Si los dueños de apartamentos turísticos vivieran en ellos algunas semanas al año, la calidad de la experiencia para los huéspedes aumentaría de forma espectacular. Este verano he estado en dos apartamentos distintos y la diferencia era evidente: en uno parecía que lo acababan de poner en alquiler y faltaba prácticamente todo en la cocina y en la casa; en el otro, bastante mejor, pero aún con detalles que rompían la experiencia. En ambos casos, quedó claro que nadie había vivido ahí el tiempo suficiente como para detectar lo que faltaba.

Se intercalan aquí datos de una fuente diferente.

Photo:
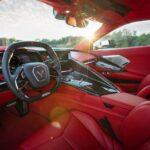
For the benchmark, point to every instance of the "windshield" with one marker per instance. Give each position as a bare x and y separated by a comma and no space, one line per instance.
34,21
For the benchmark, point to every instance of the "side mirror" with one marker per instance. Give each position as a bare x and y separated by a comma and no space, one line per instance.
76,22
100,44
58,16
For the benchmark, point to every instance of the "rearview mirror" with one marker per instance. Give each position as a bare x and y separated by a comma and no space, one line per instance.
76,22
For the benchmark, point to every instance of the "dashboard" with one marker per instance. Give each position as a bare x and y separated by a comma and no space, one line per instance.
74,73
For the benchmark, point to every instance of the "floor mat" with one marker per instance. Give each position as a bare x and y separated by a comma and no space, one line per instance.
15,129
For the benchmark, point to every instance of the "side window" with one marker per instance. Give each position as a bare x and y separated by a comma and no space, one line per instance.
130,35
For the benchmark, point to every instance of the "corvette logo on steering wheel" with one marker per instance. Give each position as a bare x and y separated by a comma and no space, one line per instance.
39,73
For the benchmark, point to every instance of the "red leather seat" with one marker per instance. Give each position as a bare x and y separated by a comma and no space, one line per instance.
144,87
79,131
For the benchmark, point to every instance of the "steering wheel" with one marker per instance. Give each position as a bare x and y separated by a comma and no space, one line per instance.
36,74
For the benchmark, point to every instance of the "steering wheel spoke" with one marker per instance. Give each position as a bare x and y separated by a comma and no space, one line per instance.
31,76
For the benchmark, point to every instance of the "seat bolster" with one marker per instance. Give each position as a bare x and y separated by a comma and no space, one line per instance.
145,146
92,126
145,92
135,129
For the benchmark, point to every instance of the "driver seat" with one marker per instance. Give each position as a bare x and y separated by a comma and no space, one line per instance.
79,131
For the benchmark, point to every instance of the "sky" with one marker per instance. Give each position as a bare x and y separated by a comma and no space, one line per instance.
31,19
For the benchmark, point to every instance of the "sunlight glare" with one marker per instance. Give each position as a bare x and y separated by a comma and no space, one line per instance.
92,27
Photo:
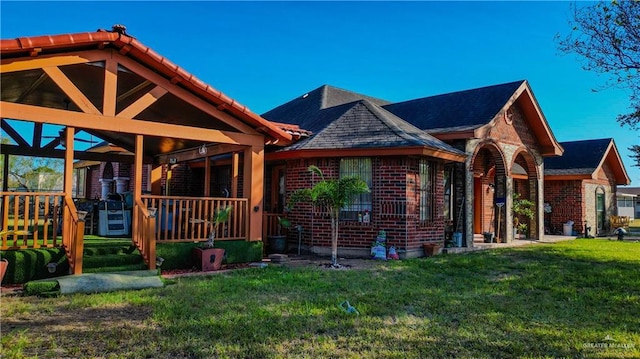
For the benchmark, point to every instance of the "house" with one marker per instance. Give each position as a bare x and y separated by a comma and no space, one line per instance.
451,162
110,85
629,202
581,186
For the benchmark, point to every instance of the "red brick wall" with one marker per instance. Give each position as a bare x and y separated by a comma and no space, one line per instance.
517,132
395,209
566,200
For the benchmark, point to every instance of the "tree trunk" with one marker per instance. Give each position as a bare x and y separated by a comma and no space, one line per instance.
334,240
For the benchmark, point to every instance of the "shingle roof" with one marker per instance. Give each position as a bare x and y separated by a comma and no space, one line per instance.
634,191
461,110
580,157
305,110
364,124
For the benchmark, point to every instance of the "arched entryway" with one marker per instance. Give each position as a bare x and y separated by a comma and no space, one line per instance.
525,186
489,188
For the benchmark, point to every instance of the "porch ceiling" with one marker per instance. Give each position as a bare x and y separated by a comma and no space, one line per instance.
113,76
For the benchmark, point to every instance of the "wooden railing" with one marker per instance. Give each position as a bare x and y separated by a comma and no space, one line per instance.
187,219
144,233
35,214
72,235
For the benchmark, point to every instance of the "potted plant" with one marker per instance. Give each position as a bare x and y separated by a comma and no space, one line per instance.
522,208
208,257
278,243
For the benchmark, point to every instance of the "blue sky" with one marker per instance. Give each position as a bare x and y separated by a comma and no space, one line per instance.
266,53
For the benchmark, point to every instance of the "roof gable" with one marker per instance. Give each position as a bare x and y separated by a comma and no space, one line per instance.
94,47
303,110
585,158
363,124
460,110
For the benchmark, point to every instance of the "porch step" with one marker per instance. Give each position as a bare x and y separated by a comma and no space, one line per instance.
111,256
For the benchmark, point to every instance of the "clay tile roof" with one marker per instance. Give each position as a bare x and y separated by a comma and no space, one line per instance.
129,46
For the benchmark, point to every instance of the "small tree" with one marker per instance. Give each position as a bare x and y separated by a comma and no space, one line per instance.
220,216
334,194
522,208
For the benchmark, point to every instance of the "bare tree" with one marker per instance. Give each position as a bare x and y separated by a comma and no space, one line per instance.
607,36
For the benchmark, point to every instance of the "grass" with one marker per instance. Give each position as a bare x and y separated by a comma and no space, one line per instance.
562,300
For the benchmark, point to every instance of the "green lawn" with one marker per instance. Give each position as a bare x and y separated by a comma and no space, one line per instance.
573,299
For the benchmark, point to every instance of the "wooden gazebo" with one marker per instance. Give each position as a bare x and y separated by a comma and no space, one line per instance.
109,85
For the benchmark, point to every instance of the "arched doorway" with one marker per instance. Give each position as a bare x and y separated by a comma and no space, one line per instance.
601,210
489,188
525,186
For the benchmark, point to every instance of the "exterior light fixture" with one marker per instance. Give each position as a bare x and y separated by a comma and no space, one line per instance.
82,215
51,267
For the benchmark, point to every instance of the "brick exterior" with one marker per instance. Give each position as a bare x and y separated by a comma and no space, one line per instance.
575,200
508,139
395,207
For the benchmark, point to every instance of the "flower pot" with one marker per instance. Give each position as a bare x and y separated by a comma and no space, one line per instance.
208,259
277,244
488,237
4,264
431,249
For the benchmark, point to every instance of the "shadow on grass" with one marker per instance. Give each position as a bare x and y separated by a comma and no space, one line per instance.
538,301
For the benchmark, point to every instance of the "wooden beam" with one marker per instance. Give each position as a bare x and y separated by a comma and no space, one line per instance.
142,103
6,127
367,152
5,172
71,58
79,155
131,126
110,88
194,154
254,189
68,162
137,172
185,95
32,87
71,90
37,135
207,177
235,165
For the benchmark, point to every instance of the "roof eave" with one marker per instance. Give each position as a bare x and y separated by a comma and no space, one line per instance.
129,46
368,152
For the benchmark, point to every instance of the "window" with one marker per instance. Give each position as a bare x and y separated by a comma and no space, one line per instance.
362,203
448,194
600,209
426,190
625,202
79,182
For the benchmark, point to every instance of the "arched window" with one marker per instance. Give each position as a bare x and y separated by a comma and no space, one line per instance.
601,213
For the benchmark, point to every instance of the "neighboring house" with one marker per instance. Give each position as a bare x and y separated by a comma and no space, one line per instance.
581,185
629,202
453,160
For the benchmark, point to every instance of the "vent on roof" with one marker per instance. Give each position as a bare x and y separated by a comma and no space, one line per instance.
120,29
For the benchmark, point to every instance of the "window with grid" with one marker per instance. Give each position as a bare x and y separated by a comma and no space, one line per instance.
79,182
426,190
362,203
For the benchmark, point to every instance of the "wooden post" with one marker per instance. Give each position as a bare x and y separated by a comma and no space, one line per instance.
207,176
235,163
254,189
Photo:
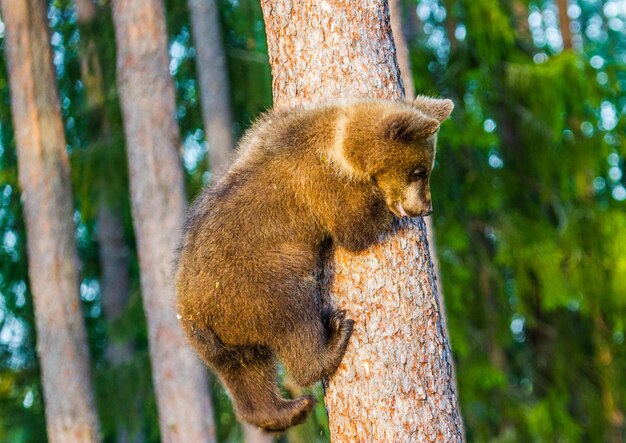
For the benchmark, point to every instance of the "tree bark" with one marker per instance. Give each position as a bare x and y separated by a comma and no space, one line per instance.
158,205
44,177
404,62
564,25
396,380
213,78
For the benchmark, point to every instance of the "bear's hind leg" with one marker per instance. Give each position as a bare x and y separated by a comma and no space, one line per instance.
314,350
249,375
251,381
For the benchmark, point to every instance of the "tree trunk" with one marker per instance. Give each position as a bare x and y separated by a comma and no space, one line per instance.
44,177
404,62
396,380
112,250
158,205
564,24
213,78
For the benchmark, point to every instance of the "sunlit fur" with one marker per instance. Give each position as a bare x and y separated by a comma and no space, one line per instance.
304,179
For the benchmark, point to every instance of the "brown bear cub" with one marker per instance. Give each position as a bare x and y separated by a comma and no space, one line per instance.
304,178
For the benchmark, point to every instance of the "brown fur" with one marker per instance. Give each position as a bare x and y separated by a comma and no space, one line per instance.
246,282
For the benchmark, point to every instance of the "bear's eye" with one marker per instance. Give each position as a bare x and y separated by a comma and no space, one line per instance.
418,174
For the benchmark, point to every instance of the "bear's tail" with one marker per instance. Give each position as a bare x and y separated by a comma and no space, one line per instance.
249,375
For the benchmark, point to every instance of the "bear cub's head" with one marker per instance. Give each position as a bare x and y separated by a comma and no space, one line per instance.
399,154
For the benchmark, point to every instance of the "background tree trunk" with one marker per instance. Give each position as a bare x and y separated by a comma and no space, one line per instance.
158,204
564,24
213,78
113,250
396,381
48,209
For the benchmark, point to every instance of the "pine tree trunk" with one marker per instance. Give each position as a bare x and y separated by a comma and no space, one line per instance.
404,63
396,381
158,205
112,247
213,78
113,251
44,177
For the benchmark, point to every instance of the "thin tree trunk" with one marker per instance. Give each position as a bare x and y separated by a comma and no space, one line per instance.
158,205
48,210
396,380
564,24
213,78
113,250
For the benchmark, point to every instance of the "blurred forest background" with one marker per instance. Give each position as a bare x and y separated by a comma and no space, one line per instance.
529,213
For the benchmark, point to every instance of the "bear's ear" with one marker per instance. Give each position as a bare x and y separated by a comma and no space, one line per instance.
437,108
408,126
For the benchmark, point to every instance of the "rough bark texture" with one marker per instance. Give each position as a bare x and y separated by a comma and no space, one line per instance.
564,24
44,177
213,78
396,380
158,204
400,30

En producto existe un concepto llamado dogfooding: usar tu propio producto para entender realmente cómo funciona y dónde falla. Cuando lo aplicamos, nos damos cuenta de carencias que ningún informe de usuario podría transmitir con la misma claridad. Si lo trasladamos al mundo de los apartamentos turísticos, la idea es sencilla: que el propietario viva en su propio apartamento un par de semanas al año. Porque por mucho que escuches el feedback de clientes, nadie te va a contar todo, y menos si es un comentario “incómodo”. Pero si tú mismo intentas cocinar, hacer la colada o pasar una semana con niños en tu apartamento... te garantizo que vas a detectar lo que falta.
Y lo que falta muchas veces no es caro: cuencos, vasos de agua suficientes, pinzas para la ropa, pastillas de lavavajillas, sal, aceite... cosas que cualquiera tiene en su propia casa y que marcan la diferencia entre una estancia funcional y una estancia agradable. Sin embargo, parece que muchos propietarios van a lo mínimo, casi como si su objetivo fuera gastar lo menos posible, sin entender que esa inversión mínima se traduce en mejores reseñas, más ocupación y mejores tarifas.
Entiendo que existe el riesgo de que algún huésped abuse y se lleve cosas. Pero creo que confiar en la mayoría decente sale mucho más rentable que pensar en la minoría aprovechada. Si el objetivo es que la experiencia sea tan buena que el cliente repita y recomiende, el coste de esos detalles es ridículo en comparación con el beneficio.
Yo no hablo como dueño, sino como cliente recurrente de Airbnb y Booking, y desde hace tiempo —sobre todo viajando con mi hija— tengo claro que un apartamento bien equipado te cambia el viaje. Me pregunto si plataformas como Airbnb deberían incluso incentivar u obligar a los dueños a hacer dogfooding de sus propiedades.
¿Habéis notado esa diferencia entre un apartamento “vivido” y uno “mínimo para alquilar”? ¿Como se puede aplicar esta idea en el sector?